I am currently researching these ships, does anybody have any images of these ships that they could share ,onboard shots from former crew would be a great help.


----------



## garry Norton (Jun 8, 2009)

/Users/garryandjean/Pictures/iPhoto Library IMG 0547JPG/Originals/2012/1:01:2012_2/KAITUNA.jpg
I sailed on all of these as a cadet 1957 to 1961
From memory they were all sister ships.


----------



## gdynia (Nov 3, 2005)

Look at this site
http://www.thewahine.co.nz/Ships.html


----------



## garry Norton (Jun 8, 2009)

The USSCo cadets reunion in April 2007 had plans of some of their ships as table mats on the tables, may be one of the ex-cadets may have kept one.
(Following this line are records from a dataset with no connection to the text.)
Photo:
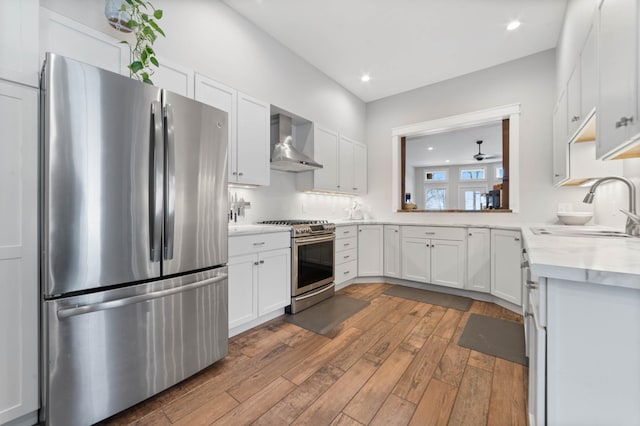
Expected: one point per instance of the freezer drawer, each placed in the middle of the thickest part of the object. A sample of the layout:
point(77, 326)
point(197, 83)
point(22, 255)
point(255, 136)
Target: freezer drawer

They were A3 size. I had one but can not find it in my junk pile.


----------



## Butters (Nov 10, 2005)

*Table mats*

Hi Garry,
I was the one that produced them and I still have many of them also two books ex. USSCo. of A4 size GA plans if anyone wants a copy I am happy to email them . Also still have a few of the Menu cards of the reunion depicting the maiden voyage of 'MATUA', which if anyone is interested I am happy to post .

Rgds,
Lindsay B.
(Butters)


----------



## rd71sd75 (Jul 5, 2012)

Has anybody got a pic showing the sternframe area of these ships with the cruiser stern, I have the lines plan and shell expantion but what it says goes against everything I know about naval architecture, a photo of the rudder and propellor in drydock would be a HUGE help.


----------



## NoR (Mar 24, 2008)

gdynia said:


> Look at this site
> http://www.thewahine.co.nz/Ships.html


Good website. I find it astonishing that she didn't have a gyro compass and only one radar and I bet that was a crumby 'Quo Vadis' sans reflector plotter. Astonishing for a front line ship operating in a difficult area like the Cook Strait.


----------



## rd71sd75 (Jul 5, 2012)

While I appreciate all the help can we please try to stay on topic there are heaps of posts about Wahine(I started some of them)


----------



## rd71sd75 (Jul 5, 2012)

@Butters
I for one would be very interested to see any plans or images you might have PM me if you like.


----------



## Sharkie Price (Dec 10, 2008)

Gidday all. I joined the Koranui in August 1959, Morri Rowe was the bucko. it was the first single berth cabin ship I had been in, what luxury.
Sharkie Price ex AB NZ Coast


----------



## jjlaing (Jun 3, 2008)

There is a book called Union Fleet, which has photo's of nearly all the ships


----------